2- If the day appointed for the sale arrives before the court rules its stay, the plaintiff may request the execution judge to stay on the condition that an official copy of the statement of claim notified is deposited in the execution file.
3- The judgments delivered according to Clauses (1) and (2) of this Article on the stay of the sale or the continuation therein may not be challenged.
4- A rei vindicatio action is not admissible unless a security deposit of (10,000) ten thousand dirhams is deposited upon its registration. It shall be returned upon acceptance and confiscated upon dismissal.
Article 303
1- If the rei vindicatio action deals only with a part of the seized real estates, the sale of the remaining parts shall not be stayed.
2- Without prejudice to the provision of Clause (1) of this Article, the execution judge may, upon the request of the concerned party, order the stay of the sale in respect of all the properties on basis of serious grounds.
Article 304
If the sale has been considered payable, the successful bidder may claim the price, compensations from the creditors and the debtors if grounded, and the sale terms may not provide for the exemption from refunding the price.
Article 305
Neither the debtor nor the judges nor the public prosecution nor the executors nor the clerks of the court nor the attorneys at law who initiate the procedures on behalf of the debtor or their relatives up to the second degree may participate in the auction, in person or by employing others, otherwise the sale shall be deemed null.
Chapter 7
Certain Special Sales
Article 306
1- A bankrupt property shall be sold in accordance with the Bankruptcy Law and by way of auction and shall be conducted according to the sale terms provided by the bankruptcy trustee.
2- The real estate of the incapacitated person, which sale is permitted and that of the absentee, shall be sold by auction and under the sale terms submitted provided by their respective attorneys to the execution judge, after his approval thereof.
3- The sale terms shall include the sale permission issued by the competent court.
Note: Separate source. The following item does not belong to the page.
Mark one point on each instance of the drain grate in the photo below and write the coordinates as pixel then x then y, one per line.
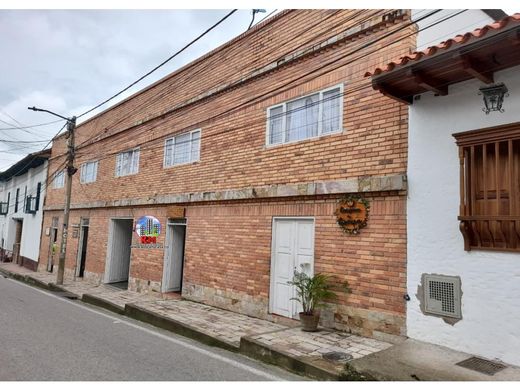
pixel 481 365
pixel 337 357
4- The case management office of the court shall notify the public prosecution of the sale terms, before presenting them to the execution judge.
Article 307
1- If the cCourt has decided the sale of the real estate jointly owned for the impossibility of the division without harm, the execution judge shall carry out its sale by auction, at any of the joint owners' request, without prejudice to the provisions of Article (291) of this Law.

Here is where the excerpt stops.